Saturday, December 09, 2006

Y'all all look alike!

Friday was my final day of my clinical internship and as they say "go out with a bang!"

Okay, so I'm the young Muslim lady walking around the hospital with a long navy blue skirt, navy scrub top, srub jacket, and matching navy blue hijab. There aren't many of me....or should I say I am the only one dressed this way.

The man in the supply room once asked, "what's up with the wrap?" All the pathology secretaries asked my supervisor, "What's up with your student?" You see the problem is not that I am muslim, but that I am a pasty white Muslim girl with blue eyes. I've caught many people off guard these three months. Yes, I have put on an iso gown, safety goggles, and gloves just like the rest of them. Yes, I have carried that severed leg to the Pathologist and handed her a saw to cut right into it. Was it my determination or work ethic that got their attention? NO, it was that scarf on my head and my unwillingness to wear pants.

I actually loved all of the interaction I had with my non-Muslim co-workers. I was given the opportunity to explain hijab, the beauty of fasting, and holiday traditions for 'eid. I shared some of my yummy Crescent cookies after 'Eid and got to sample tons of cookies for Halloween and Christmas. It was an eye opening experience for all of us. We learned that despite all of our differences we have one common thread: HUMANITY. We are all humans.
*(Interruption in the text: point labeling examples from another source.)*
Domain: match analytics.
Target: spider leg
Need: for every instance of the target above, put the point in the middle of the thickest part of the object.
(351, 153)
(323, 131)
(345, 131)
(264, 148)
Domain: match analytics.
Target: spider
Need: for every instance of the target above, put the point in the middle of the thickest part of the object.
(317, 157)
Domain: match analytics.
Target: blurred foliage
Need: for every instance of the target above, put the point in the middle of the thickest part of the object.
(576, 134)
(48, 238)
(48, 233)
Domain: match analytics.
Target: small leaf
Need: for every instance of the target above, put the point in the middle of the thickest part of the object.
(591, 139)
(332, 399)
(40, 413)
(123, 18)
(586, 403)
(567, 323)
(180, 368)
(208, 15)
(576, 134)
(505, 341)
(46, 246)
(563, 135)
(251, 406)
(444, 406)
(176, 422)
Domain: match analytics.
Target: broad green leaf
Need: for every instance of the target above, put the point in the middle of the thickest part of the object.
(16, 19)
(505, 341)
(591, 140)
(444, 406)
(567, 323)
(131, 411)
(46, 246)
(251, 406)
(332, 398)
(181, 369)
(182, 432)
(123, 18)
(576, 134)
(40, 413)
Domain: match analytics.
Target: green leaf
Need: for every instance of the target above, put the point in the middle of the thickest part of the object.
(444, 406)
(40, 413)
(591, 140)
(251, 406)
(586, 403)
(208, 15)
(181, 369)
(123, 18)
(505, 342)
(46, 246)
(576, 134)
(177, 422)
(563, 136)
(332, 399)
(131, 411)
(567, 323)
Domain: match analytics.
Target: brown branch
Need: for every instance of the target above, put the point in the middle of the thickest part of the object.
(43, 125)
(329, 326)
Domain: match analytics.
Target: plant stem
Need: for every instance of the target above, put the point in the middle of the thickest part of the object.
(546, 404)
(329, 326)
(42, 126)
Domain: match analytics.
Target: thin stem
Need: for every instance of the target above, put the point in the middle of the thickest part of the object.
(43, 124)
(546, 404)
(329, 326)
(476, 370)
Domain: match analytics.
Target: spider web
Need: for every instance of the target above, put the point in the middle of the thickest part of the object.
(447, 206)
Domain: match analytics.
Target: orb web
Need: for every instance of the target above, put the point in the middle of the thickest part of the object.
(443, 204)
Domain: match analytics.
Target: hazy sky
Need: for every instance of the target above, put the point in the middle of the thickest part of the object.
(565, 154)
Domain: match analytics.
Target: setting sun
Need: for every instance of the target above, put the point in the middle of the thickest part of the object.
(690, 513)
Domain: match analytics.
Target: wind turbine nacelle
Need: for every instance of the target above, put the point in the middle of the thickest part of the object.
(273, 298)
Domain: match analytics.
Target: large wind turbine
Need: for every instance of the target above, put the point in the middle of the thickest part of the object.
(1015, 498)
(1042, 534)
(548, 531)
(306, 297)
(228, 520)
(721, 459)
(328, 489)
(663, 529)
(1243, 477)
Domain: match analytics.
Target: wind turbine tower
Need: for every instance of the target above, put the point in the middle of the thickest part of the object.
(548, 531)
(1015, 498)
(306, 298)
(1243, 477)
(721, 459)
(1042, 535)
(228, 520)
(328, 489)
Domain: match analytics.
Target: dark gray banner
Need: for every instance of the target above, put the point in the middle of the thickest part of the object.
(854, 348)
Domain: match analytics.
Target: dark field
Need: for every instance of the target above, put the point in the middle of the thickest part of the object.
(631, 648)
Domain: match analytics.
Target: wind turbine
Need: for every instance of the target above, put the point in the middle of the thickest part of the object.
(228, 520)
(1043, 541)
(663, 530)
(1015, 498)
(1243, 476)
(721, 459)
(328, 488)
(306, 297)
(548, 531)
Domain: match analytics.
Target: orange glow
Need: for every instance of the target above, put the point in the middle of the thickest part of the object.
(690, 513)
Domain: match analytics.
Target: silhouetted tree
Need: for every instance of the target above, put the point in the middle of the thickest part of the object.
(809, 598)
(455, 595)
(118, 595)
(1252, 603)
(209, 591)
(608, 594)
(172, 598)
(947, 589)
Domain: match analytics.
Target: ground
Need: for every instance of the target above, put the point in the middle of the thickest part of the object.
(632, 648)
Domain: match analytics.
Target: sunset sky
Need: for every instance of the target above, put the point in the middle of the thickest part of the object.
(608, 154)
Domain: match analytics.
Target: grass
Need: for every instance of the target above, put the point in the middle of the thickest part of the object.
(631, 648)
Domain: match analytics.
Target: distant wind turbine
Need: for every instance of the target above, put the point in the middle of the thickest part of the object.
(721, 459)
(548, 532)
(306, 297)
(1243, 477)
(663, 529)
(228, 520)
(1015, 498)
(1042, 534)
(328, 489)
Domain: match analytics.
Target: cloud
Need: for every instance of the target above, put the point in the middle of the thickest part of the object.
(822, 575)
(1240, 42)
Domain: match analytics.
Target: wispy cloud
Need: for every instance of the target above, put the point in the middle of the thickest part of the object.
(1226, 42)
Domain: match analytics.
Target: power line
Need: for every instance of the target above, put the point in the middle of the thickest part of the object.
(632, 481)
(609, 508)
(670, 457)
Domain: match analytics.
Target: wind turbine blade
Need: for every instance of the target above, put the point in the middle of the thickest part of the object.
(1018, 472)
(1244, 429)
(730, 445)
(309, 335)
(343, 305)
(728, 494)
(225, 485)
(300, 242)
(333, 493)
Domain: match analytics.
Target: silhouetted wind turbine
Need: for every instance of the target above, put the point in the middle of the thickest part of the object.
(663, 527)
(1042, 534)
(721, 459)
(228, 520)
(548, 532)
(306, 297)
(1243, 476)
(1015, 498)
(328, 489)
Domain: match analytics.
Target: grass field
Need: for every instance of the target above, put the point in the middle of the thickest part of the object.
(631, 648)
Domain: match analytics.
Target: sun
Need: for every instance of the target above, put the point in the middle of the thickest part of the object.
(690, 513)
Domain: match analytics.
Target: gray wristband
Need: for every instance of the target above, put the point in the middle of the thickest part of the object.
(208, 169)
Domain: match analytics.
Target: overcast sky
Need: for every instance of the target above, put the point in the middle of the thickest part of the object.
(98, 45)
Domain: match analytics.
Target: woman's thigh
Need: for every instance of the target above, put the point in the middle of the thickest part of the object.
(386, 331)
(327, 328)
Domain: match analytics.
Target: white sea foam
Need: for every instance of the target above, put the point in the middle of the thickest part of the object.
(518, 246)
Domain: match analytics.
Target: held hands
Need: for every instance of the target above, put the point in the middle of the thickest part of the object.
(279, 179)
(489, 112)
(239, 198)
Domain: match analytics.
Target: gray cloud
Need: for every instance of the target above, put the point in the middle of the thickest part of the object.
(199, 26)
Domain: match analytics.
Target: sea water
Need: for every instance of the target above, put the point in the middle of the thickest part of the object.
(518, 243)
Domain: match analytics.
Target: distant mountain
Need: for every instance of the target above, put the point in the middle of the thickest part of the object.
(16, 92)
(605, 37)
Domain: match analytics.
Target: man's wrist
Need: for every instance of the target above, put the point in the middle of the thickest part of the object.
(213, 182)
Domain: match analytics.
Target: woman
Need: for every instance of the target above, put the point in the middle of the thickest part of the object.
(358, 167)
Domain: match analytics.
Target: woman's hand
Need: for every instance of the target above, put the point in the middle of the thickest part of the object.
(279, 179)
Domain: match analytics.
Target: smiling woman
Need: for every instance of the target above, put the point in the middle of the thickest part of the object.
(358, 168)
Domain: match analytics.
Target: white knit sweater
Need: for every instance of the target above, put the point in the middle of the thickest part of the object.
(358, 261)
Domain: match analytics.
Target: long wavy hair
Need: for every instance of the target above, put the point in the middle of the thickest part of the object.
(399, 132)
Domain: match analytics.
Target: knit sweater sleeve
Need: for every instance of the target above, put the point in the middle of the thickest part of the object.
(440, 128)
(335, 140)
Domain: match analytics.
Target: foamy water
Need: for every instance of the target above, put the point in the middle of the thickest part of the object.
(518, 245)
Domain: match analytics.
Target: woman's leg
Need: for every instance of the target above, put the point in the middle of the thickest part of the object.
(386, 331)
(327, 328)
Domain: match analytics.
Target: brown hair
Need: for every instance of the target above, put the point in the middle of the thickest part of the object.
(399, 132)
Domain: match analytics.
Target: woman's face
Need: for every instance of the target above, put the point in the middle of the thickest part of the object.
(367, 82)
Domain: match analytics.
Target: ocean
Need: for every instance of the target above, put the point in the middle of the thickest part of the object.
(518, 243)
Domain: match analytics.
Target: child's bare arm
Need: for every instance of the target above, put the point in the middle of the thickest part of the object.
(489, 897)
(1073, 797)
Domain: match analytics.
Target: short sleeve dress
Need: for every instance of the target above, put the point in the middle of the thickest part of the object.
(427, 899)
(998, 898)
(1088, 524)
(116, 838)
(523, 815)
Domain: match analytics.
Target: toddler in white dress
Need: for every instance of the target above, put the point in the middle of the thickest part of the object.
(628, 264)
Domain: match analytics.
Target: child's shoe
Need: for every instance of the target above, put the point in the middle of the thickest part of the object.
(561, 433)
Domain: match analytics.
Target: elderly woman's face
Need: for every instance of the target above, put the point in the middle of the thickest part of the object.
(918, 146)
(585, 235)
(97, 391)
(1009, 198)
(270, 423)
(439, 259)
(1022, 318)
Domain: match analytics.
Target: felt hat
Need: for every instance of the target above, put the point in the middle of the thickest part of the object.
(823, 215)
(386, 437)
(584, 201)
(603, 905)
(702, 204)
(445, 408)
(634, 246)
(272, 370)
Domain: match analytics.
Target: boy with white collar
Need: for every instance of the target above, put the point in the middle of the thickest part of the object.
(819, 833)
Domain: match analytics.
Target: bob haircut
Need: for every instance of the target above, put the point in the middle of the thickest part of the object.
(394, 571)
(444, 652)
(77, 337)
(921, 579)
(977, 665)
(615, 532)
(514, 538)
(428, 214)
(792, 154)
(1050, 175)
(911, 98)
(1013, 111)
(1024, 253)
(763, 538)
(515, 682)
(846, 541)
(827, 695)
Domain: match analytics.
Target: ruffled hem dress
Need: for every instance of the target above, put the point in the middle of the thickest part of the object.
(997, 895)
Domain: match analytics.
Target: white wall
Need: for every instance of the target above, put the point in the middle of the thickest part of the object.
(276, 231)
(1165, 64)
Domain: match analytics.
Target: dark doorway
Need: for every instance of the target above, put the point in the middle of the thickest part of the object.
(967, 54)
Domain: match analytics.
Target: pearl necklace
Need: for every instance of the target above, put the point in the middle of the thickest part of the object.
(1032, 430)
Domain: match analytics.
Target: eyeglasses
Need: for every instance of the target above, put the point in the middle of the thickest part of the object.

In life, we have many of the same goals: to get married, have a family, a car, a house, send our children to a good school, and basically just live a content life.

When you see people as people you tend to judge them less. Yesterday, I wasn't seen as a person. I was on my way to lunch in the cafeteria. As I walk passed the vending machines I hear, "Hey! You!" A woman whom I will assume was a nurse(obvious because of the bright colored character print matching scrubs and stethoscope around her neck) grabbed my arm and asked, "Did you have your baby on the third floor?" A bit perplexed I replied, "No, I work in the pathology department on the second floor." What came out of this woman's mouth has to be the most ignorant thing heard my entire training period. She said, "Oh, well Ya'll all look alike!" I half smiled at her, turned around and continued on the the cafeteria.

The problem I have with this is that NO we don't all look alike. Just because I have a scarf on my head doesn't mean that everyone else in a scarf is my long lost twin. Do you think she would have been happy if I asked her if she worked in the cafeteria because all of you look alike(she was African-American).

You see many people can say my best friend is black or my best friend is Muslim, but this is really how it was for me growing up. We had the best neighbors. They didn't care about acting black or acting white...whatever that means anyway. They were 100% completely true to themselves. Our families were and still are the best of friends. We shared every holiday and big event in our life. We had thanksgiving and Christmas dinner together. We had a fish fry every Friday and boiled seafood or barbecued every single weekend. They were our family and we were theirs. Our families stood together in the aftermath of hurricane Katrina. Firemen with automatic weapons and MRE's, my family, their family, and many more families in our neighborhood stuck together. The neighborhood was filled with the sweet smell of barbecue and crab boil. Every house that wasn't evacuated got out their propane tanks, barbecues, and turkey fryers. They began cooking every bit of food in the fridge before it went bad. It wasn't about color, just people helping people. I learned that good people exist in every race or ethnicity and if you live your life by color barriers you will miss out on a lot of good things.

I hope that nurse can realize the discrimination she has overcome in her life to get an education and a good paying job to truly live the American dream. The cycle of discrimination, generalization, and racism must be broken.